八話 義妹と再会しました
八話 義妹と再会しました
見られないように食堂へ潜入すると、聞き覚えのある声がする。
「なんかカレー食べたくなってきちゃった」
能の声だ。しかもサイズについたカレー爆弾の臭いに反応している。
「取ってきます」
今度は聞き慣れない声が聞こえ、遠ざかる足音が。確認すると黒スーツを着ていた。
サイズはエクスカリパーに抱えられ、テーブルを登った。
「あ」
能がサイズに気付いた。
「助けに来たよ」
手を振ったのか画面が揺れる。
「カレーの臭い……カレー臭がする」
嫌な言いかただ。
「ちょっとカレーをぶつけられたの」
サイズはため息をついた。
「おかげでカレー頼んじゃったよ」
能は笑った。
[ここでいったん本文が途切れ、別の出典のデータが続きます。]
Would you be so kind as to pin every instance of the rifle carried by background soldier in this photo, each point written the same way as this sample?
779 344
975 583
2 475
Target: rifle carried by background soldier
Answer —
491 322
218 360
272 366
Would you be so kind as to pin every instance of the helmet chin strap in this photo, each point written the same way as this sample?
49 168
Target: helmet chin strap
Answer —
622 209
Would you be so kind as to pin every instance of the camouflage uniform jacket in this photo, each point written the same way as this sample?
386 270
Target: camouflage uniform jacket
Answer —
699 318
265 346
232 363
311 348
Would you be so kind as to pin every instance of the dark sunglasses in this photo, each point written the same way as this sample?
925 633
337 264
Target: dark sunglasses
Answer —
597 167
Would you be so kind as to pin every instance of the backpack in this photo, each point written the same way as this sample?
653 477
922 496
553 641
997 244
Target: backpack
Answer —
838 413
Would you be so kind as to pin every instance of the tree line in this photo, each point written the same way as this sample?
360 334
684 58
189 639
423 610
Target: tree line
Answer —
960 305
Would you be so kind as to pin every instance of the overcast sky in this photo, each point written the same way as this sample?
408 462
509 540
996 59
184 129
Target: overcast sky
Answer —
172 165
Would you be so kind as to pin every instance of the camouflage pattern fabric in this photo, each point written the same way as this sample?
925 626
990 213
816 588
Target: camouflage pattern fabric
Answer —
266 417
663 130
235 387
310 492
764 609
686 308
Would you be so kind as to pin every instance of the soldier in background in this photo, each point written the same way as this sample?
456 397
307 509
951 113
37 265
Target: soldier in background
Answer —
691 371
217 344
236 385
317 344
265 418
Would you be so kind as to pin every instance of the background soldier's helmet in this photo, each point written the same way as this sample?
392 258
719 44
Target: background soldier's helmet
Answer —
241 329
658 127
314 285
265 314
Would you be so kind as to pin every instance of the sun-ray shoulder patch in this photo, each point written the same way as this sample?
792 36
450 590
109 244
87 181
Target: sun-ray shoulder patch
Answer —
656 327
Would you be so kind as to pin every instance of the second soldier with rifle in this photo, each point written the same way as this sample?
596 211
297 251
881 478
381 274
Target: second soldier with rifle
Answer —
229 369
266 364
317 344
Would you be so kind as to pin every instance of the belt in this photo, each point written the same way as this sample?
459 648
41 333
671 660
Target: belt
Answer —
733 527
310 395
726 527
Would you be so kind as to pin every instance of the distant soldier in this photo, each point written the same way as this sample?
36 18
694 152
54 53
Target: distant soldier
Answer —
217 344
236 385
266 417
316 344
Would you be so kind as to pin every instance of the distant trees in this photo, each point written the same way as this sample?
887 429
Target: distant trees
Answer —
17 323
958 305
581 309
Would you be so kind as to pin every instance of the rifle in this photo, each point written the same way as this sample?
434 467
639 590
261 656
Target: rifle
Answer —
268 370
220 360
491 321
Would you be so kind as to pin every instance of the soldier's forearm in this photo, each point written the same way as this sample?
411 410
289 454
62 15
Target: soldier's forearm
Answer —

危機感がまるで感じられない。
「ていうか、なんでのんきに食堂なんかにいるの? 監禁されてんじゃないの?」
エクスカリパーに連れられて上がってきたエスパーダが問う。
「私もそう思ったんだけどね。意外と宿守応該の娘ってデカいらしくて、この施設内なら自由に出来るの。ただスマホ取り上げられてんだよね」
能は少しイライラしているようだ。現代人特有のスマホ依存というやつだろう。
「就は?」
「多分、イチャイチャされるのがイヤだから、離れ離れにされてんの。連絡も取れないから不安なんだけどね」
「じゃあ、捜そう」
「えーっ⁉︎ カレー食べたい」
この期に及んでそんな事を言う。
「いい加減にしろよ」
要が声を出す。能にも聞こえていたようで、キョロキョロしていた。
「要は車で監視してるよ」
「お兄ちゃん、戦うの?」
「助け出すだけだ。戦うのは各々の判断だ」
「丸投げか」
「エスパーダ達を信じてると言ってくれ」
要が言うと、黒スーツの女がカレーを手に戻ってきた。それも二つ。さらに片一方はカツカレーだ。
「あ」
カレーを置く寸前の浮いた状態で、エクスカリパーの超能力が発動したようだ。黒スーツの女が不自然な位置で止まった。
「な」
「動きを止めました。やっつけましょう」
エクスカリパーのセリフに能は首を横に振った。
「そんなん生ぬるいよ。自分だけカツカレーを頼むようなやつ」
能は黒スーツの女からカレーを二つ取り上げて、カツカレーのほうを自分の目の前に置いた。
「しばらく足止めよろしく」
能は何の躊躇もなしにカツカレーを食べた。
「あぁっ!」
黒スーツの女の情けない声が響いた。